La drammatica storia di Gianluca Sordo
La storia che vi raccontiamo riguarda Gianluca Sordo. Una banale discussione in un bar si trasformò in una tragedia per lui, ex calciatore con 117 presenze in Serie A, gare in Champions League e un Europeo vinto con l’Italia Under 21. Aggredito nel 2005, finì in coma e da allora la sua vita cambiò per sempre.
Una lunga riabilitazione, il ritiro anticipato dal calcio e conseguenze che ancora oggi si porta dietro. Dopo quella violenza, il mondo del calcio lo mise da parte, segnando profondamente il suo percorso. Sordo, al Corriere della Sera, ha parlato così della sua esperienza: “Il calcio? Mi ha dimenticato, nessuno si è degnato di chiedermi se fossi vivo o no, solo gli ex compagni.

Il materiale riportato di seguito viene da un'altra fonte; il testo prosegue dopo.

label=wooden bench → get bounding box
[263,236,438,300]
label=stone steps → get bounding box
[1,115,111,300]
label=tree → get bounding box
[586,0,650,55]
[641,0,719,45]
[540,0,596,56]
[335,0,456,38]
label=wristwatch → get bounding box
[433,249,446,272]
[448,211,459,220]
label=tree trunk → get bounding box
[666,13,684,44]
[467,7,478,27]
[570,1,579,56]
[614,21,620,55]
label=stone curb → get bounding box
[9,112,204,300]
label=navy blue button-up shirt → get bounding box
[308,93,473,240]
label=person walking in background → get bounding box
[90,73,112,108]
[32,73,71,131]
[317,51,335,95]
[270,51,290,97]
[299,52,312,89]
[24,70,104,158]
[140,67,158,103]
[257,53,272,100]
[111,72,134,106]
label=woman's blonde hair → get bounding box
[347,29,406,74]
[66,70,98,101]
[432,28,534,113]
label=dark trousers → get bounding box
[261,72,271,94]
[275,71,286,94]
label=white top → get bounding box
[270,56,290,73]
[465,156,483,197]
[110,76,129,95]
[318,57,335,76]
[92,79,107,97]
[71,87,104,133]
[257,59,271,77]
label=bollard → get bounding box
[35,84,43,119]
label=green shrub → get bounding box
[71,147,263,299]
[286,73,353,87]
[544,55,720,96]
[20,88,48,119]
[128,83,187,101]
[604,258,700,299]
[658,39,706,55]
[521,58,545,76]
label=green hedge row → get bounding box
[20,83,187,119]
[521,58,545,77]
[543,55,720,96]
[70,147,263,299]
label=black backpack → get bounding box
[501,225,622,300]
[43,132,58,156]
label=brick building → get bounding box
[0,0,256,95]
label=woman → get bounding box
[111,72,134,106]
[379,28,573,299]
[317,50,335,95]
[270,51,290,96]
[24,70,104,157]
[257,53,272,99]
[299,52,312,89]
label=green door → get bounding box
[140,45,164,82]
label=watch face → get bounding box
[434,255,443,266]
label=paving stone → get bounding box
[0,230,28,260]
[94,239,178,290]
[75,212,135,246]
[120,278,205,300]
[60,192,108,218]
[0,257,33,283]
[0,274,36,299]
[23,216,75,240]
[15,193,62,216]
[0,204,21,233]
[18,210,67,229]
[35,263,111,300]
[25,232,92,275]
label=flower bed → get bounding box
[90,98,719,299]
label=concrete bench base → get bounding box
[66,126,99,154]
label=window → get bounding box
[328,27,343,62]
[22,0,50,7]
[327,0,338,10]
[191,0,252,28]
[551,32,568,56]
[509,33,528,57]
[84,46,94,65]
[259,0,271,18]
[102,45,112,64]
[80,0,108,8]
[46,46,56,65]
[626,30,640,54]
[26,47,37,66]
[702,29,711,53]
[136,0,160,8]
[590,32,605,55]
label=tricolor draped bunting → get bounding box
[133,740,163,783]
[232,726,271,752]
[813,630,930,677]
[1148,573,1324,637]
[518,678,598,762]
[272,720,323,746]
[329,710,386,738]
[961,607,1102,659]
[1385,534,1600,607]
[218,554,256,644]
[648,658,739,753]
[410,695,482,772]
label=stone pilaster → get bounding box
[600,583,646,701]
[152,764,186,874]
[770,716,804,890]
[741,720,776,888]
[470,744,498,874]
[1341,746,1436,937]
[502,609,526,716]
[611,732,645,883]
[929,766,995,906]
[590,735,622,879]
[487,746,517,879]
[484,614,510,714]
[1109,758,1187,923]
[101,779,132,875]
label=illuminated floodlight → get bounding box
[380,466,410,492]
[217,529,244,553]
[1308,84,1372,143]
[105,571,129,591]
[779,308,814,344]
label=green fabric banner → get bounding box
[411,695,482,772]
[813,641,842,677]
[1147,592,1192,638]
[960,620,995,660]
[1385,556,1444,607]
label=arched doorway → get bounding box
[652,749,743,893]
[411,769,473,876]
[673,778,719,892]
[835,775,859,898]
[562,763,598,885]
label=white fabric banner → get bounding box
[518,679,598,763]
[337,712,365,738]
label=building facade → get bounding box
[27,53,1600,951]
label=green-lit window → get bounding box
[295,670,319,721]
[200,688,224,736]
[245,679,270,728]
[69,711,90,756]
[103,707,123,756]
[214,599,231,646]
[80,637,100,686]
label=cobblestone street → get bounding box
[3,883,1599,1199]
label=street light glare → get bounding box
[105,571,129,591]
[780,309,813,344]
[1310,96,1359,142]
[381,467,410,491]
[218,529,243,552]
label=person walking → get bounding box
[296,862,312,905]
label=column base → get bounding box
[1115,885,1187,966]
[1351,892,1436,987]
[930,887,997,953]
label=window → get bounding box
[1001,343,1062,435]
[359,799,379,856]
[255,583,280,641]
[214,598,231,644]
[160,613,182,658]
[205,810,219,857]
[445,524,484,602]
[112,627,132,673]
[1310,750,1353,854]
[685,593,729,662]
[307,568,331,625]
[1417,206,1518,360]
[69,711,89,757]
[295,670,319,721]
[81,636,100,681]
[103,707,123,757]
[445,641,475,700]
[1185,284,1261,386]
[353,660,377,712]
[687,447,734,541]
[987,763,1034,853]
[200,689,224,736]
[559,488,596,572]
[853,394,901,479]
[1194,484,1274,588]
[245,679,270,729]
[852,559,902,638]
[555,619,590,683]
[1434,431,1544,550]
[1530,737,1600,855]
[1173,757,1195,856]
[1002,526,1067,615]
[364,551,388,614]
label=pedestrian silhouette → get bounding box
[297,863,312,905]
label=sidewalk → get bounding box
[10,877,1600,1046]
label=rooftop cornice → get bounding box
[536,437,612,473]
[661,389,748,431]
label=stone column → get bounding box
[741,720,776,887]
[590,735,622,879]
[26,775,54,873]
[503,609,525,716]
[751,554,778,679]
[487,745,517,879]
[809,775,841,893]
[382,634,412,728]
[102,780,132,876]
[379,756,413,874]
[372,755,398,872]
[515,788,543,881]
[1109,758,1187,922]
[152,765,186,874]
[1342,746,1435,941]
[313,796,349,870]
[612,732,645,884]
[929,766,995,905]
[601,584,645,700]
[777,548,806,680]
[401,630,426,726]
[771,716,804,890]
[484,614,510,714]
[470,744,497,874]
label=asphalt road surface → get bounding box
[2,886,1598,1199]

Sordo ripercorre la sua esperienza
Maldini, Savicevic, Boban, Baggio, non meritavo di stare in mezzo a quei campioni. Avevo ancora un anno di contratto con il Torino, dove avevo vinto la Coppa Italia. Potevo usare l’interesse di rossoneri come leva per un rinnovo e diventare una barriera. Ma il mio procuratore, Oscar Damiani, badò più alla sua parcella che al mio interesse.
Avevo 24 anni, ti chiama un club così, come facevo a dire di no? Doveva essere lui a farmi ragionare. Dopo 10 anni di procura mi ha scaricato sulle rotaie del tram, a Milano, come un barile. Ormai ero diventato un pesce troppo piccolo per lui. Rispetto e valori mancavano anche nel calcio di allora”.